Edited by Unfocussed Mike


Get him to have a word with my father Mike :)


Unfocussed Mike said, 1732119514

Bigfish3311 said

Unfocussed Mike said

Bigfish3311 said

The voice of my departed father whispering "you will never be enough".

Too dark ? 

The voice of my departed father only says encouraging, optimistic things, actually. It's just as difficult to hear, given I'm a lifelong screwup.

Edited by Unfocussed Mike


Get him to have a word with my father Mike :)

He's clearly no good at giving a b*ll***ing. 

Sensual Art said, 1732123840

...the slightly shrill rattle that says "You know those layers of bubble wrap you've just spent half an hour taping around that picture frame before packing it in the cardboard box with more layers of cardboard?  We-e-e-ell....."

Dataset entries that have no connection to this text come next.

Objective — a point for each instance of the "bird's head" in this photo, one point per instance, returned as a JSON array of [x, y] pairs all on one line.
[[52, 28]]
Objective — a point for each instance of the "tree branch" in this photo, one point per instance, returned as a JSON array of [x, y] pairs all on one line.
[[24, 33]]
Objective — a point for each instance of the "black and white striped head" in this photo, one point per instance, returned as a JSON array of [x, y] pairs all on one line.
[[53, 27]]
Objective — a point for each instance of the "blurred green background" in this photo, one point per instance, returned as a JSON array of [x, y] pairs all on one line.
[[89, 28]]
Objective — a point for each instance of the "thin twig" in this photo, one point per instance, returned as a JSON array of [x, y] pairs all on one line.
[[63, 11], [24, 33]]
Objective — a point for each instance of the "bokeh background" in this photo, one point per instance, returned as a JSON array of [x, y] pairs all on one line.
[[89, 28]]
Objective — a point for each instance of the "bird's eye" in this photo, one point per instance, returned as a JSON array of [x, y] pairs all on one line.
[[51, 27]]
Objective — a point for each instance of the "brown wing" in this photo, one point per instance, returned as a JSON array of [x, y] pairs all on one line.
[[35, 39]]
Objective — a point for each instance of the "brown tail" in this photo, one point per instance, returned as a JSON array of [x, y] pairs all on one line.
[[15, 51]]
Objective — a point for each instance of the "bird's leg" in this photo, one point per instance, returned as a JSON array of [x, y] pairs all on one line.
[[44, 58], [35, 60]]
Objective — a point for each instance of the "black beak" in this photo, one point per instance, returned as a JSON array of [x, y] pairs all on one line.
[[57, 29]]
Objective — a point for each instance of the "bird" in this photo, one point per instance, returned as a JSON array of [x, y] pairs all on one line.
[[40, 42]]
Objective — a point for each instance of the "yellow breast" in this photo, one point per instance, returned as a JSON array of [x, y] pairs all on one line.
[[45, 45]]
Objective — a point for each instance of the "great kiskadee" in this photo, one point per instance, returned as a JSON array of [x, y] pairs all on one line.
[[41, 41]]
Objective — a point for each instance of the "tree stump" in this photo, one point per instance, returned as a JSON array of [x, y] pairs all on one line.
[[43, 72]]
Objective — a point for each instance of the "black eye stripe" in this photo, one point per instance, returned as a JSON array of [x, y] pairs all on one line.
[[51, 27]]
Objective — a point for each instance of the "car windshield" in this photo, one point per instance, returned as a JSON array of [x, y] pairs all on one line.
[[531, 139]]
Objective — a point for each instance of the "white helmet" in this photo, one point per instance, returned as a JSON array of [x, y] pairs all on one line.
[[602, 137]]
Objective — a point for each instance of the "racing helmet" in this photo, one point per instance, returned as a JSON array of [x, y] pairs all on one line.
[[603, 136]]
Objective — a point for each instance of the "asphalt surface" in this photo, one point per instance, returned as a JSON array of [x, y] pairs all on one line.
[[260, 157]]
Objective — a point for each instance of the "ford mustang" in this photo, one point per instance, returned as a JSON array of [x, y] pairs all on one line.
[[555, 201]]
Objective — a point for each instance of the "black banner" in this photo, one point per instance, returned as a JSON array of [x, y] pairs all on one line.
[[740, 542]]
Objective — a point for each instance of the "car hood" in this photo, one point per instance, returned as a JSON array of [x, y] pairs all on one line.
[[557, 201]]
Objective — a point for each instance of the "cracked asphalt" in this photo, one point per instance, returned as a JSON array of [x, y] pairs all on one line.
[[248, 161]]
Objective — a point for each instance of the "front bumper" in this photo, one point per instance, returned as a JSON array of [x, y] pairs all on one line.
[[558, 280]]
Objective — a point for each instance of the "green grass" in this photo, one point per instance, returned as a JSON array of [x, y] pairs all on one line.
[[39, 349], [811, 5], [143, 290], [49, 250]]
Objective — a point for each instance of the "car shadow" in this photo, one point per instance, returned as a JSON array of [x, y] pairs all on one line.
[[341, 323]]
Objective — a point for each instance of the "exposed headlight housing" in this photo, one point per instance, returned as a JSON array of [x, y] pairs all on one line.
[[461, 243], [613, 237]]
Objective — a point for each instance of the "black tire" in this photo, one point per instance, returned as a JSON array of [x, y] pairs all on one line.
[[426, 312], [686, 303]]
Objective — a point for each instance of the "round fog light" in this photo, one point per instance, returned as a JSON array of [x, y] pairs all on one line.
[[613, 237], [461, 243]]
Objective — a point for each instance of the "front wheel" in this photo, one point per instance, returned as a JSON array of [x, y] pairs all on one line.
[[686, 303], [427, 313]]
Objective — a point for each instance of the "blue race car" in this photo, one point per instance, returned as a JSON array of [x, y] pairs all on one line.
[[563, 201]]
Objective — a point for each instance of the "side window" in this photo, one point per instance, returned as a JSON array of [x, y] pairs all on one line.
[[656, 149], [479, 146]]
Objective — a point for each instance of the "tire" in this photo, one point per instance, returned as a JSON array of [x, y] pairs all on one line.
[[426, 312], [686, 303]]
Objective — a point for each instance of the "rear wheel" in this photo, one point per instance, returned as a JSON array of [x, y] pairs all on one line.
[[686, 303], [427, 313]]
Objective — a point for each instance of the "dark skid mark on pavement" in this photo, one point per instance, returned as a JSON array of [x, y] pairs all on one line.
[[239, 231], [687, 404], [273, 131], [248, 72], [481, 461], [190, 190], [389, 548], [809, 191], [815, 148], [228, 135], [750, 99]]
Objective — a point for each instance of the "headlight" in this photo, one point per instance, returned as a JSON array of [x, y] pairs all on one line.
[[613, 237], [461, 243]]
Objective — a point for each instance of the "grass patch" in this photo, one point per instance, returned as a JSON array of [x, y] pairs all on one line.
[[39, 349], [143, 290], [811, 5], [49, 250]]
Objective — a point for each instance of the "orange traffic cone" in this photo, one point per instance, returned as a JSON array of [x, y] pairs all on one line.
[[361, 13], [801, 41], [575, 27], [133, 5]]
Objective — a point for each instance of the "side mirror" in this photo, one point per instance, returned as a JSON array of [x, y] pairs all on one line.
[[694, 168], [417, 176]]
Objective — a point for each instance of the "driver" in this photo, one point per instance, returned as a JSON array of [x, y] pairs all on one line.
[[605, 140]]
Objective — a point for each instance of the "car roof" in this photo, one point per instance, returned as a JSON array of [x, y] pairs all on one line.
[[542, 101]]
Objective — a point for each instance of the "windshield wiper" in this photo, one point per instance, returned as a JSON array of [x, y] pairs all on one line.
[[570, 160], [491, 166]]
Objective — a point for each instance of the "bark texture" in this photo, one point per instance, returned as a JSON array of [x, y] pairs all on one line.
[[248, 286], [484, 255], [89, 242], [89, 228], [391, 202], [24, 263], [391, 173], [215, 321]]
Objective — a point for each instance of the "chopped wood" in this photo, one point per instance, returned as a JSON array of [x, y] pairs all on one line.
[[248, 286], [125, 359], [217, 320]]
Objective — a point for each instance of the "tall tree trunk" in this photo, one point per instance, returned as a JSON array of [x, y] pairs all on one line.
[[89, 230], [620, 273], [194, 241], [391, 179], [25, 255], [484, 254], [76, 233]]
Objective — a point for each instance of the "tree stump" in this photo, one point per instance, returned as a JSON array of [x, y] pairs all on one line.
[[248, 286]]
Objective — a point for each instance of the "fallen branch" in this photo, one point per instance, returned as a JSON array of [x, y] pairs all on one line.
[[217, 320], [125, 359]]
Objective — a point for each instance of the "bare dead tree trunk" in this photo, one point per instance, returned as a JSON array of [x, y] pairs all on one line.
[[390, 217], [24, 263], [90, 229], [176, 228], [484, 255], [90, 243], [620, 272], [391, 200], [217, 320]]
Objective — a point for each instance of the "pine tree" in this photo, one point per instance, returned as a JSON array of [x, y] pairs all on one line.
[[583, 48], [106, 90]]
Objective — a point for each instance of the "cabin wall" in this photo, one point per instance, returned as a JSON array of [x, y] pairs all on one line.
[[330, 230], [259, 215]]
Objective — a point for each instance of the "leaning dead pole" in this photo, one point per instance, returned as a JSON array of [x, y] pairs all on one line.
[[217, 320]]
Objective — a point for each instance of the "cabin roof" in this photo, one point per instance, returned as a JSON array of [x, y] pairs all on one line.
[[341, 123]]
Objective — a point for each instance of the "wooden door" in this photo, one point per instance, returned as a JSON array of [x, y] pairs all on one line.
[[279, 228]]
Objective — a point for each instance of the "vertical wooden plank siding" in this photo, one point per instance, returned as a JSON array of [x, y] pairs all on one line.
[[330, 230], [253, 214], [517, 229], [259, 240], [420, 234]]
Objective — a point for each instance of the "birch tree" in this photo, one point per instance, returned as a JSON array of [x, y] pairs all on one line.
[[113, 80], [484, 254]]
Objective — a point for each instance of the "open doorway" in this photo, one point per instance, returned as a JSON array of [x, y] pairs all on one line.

indemnity said, 1732124658

There's a place called Rufford Ford not far from me, you can witness the big confident I know what I'm doing smiles on the faces of drivers with gonads the size of space hoppers entering it...... suddenly changed look of shocked horror as their engine dies and hydro locks and seizes. Their confident smile now greets the prospect of a write off or several thousand pound bill. We shouldn't laugh but it is pure comedy.

WJM Videography said, 1732125080

Tweezers, a tiny minuscule irreplaceable part, and ‘ping’ welcome to the carpet monster. Followed by profanity that would turn your hair grey……

Unfocussed Mike said, 1732163710

WJM Videography said

Tweezers, a tiny minuscule irreplaceable part, and ‘ping’ welcome to the carpet monster. Followed by profanity that would turn your hair grey……

Ahh, and now the miniscule irreplaceable part has entered quantum superposition. It is everywhere and nowhere, governed by a strange rule that says you will find it exactly where you thought it must have landed, but only at some point in the future when you have reached acceptance that it is lost. It won't be there in the meantime.